ABD, Çin ve Euro Bölgesi ile ülkemiz başta olmak üzere açıklanan göstergeleri raporlarımızda paylaşıyoruz. Veriler her ne kadar ekonominin kapalı olduğu Nisan ayına göre iyi olsa da toparlanma hızının yavaşladığı görülüyor.
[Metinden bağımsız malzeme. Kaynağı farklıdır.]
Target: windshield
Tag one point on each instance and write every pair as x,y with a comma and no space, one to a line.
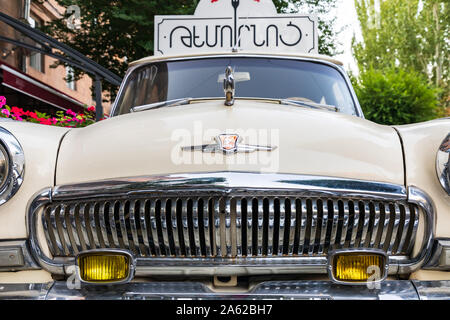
271,78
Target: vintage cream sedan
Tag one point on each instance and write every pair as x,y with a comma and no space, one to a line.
227,175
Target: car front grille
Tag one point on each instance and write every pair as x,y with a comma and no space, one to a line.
230,223
230,226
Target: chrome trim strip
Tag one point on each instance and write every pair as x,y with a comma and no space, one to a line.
237,181
267,290
443,164
440,257
340,69
128,254
332,255
225,183
16,163
420,198
15,255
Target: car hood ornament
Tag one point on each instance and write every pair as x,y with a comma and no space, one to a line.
228,143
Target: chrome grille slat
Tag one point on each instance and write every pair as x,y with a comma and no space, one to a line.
103,228
216,230
93,226
231,226
304,211
293,224
413,232
406,224
272,233
249,222
356,223
284,225
73,226
143,225
207,226
324,227
64,235
387,219
123,228
260,213
134,229
153,228
365,229
395,234
239,227
55,233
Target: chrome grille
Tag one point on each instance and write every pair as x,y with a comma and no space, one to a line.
233,226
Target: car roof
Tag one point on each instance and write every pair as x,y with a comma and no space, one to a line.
237,54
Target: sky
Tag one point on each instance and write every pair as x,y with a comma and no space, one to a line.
347,19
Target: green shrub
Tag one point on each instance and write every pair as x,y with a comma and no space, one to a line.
396,96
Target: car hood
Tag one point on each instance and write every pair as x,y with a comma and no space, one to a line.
305,141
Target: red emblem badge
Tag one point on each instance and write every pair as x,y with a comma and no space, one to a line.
228,142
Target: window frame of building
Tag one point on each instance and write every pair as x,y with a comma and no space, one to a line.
70,78
37,59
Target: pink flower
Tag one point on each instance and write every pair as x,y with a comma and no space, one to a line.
71,113
17,111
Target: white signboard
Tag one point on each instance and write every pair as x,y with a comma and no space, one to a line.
223,25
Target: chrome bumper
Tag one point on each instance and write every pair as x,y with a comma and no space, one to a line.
270,290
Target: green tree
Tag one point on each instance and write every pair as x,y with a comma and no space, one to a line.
410,34
396,96
116,32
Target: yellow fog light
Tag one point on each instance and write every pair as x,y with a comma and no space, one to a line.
105,266
358,266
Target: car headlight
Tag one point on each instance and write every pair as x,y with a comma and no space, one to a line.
12,165
443,164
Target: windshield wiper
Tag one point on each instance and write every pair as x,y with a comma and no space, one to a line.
183,101
168,103
309,104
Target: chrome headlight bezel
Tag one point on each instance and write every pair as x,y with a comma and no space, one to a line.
443,164
16,165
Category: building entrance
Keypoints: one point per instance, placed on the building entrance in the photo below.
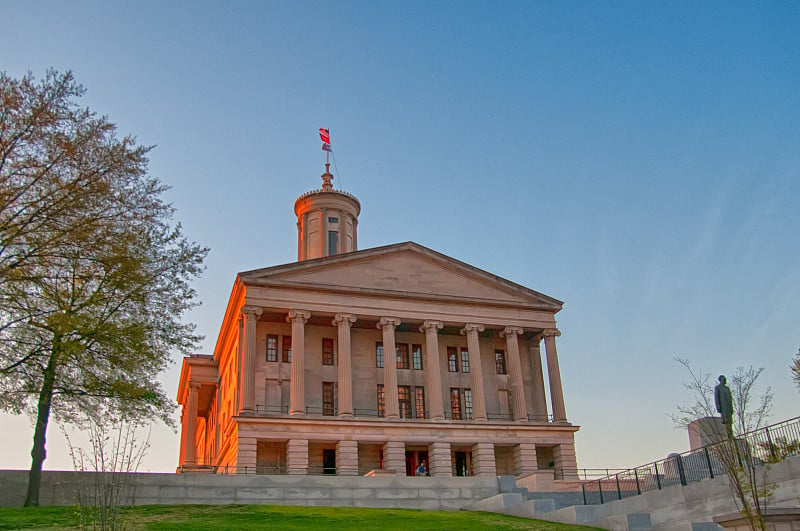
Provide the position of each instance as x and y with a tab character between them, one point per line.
329	461
461	463
413	460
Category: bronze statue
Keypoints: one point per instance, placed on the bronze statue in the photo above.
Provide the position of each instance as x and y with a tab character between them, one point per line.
724	402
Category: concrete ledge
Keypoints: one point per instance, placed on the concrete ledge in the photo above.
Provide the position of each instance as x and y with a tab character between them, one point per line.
390	491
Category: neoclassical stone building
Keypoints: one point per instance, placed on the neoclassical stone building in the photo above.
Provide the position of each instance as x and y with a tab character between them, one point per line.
302	381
Çin tarafında zayıf talep, Euro Bölgesi’nde zayıf sanayi üretimi ve ABD’de ise istihdamdaki yavaşlama dikkat çekiyor.
ABD’de haftalık işsizlik maaşı başvuruları pandemi başında 6,6 ile rekor artış göstermesinin ardından 1,5 milyon altına gerilese de son 3 haftada yavaşlama var. Tam bu noktada Fed yetkilileri istihdam piyasasındaki kaybın telafisinin zaman alacağını vurgulamıştı. Hatta bu sürecin uzun olacağının da altını çizen yetkililer hane halkının desteklenmesi gerektiğini de belirtti. Bu ay içinde kongreden geçmesi beklenen yeni teşvik paketinin yaraya merhem olması bekleniyor, ancak kabul edilmeli ki gelir olmadıkça harcama da en fazla borç olarak devam edecektir, bu da orta-uzun vadede kayıp demek.
Euro Bölgesi’nde ise üye ülkelerin yapacağı fon toplantısına dair umutlar yüksek. Bu da zaten euronun bu haftaki yükselişinden belli oluyor. Beklenti, İtalya, İspanya gibi koronavirüs salgınında en çok etkilenen ülkelere desteğin daha yüksek olması yönünde. Almanya Başbakanı Merkel, şu andaki durumun Şubat’tan önceye göre çok farklı olduğunu ve belirsizliklerin de yüksek olduğunu belirtti. Merkel, mali desteklerin devam etmesi gerektiği görüşünde.
Çin’de 2. çeyrek büyüme beklentiden iyi oldu, ancak alt kalemler incelendiğinde iç talebin çok zayıf olması büyümenin sürdürülebilirliğini tehdit ediyor, zaten bu nedenle veriler sonrası Asya tarafında satış var.
Küresel piyasalar veriler sonrası satış yaşıyor, ancak bu ikinci dalga endişesi yaratacak hızda olmamakla beraber ABD şimdilik pozitif ayrışıyor.
Yurt içinde ise merkezi yönetim bütçe açığı endişe uyandırıyor. Haziran bütçe açığı 19,4 milyar lira. Yılın ilk yarısında ise bu rakam 109 milyar 450 milyon lira oldu. Hazine’nin hedefi bütçe açığının GSYİH’nin %3’ü kadar olması yönünde, ancak Haziran 2019-Haziran 2020 arası bu oran %3,5’e yükseldi. Yılın kalan yarısındaki durumu da hesaplarsak 2020’de %3’ün altında kalması pek mümkün görünmüyor.
Yurt içi tarafta en büyük sorun olarak kredileri görüyoruz. Tüm ülkelerde kredi destekleri, parasal ve mali destekler var, ancak bu istihdama, üretime ve gelire bağlı olmalı. Ülkemizde işsizlik zaten yüksek, pandemi sürecinde oran düşmüş görünse de aslında iş gücüne katılım azaldı ve önceki hesaplamalara göre neredeyse 500 bine yakın bir kayıp var. İstihdam piyasasında da V tipi bir yükseliş yok, gelir gitgide azaldı ve vatandaş kredi kullanmak zorunda kalıyor. Peki geri ödeme nasıl olacak? Gelir yokken borç nasıl ödenecek? Bunun karşılanmaması ile sorunlu kredi oranının büyümesi de kaçınılmaz olacak. Artan borç yükü yine bizlere vergi olarak dönmeyecek mi?!
Haftanın son işlem gününde fiyatlamalarda belirgin bir değişiklik yok. Dolar küresel piyasalarda zayıf, euro yükseldi, altın geçen haftaki atağından çok sınırlı geri çekildi ki bu yükseliş isteğinin fazla olduğunu gösteriyor. Petrol arz kesintisine karşın Çin başta olmak üzere büyük tüketici ekonomilerdeki zayıf verilerle bir miktar değer kaybı yaşıyor.
USD/TRY 6,85’teki seyrini bugün de sürdürüyor. Gram altın 400 TL'nin hemen altındaki yüksek seyrini koruyor. BİST 100, aya geriden başlamasının ardından bu hafta arayı kapattı, ancak yeni haftada satışların devam etmesiyle endekste de gerileme görülebilir. 112 bin ilk destek seviyesi üzerinde 120 bin hedefi hala kuvvetli.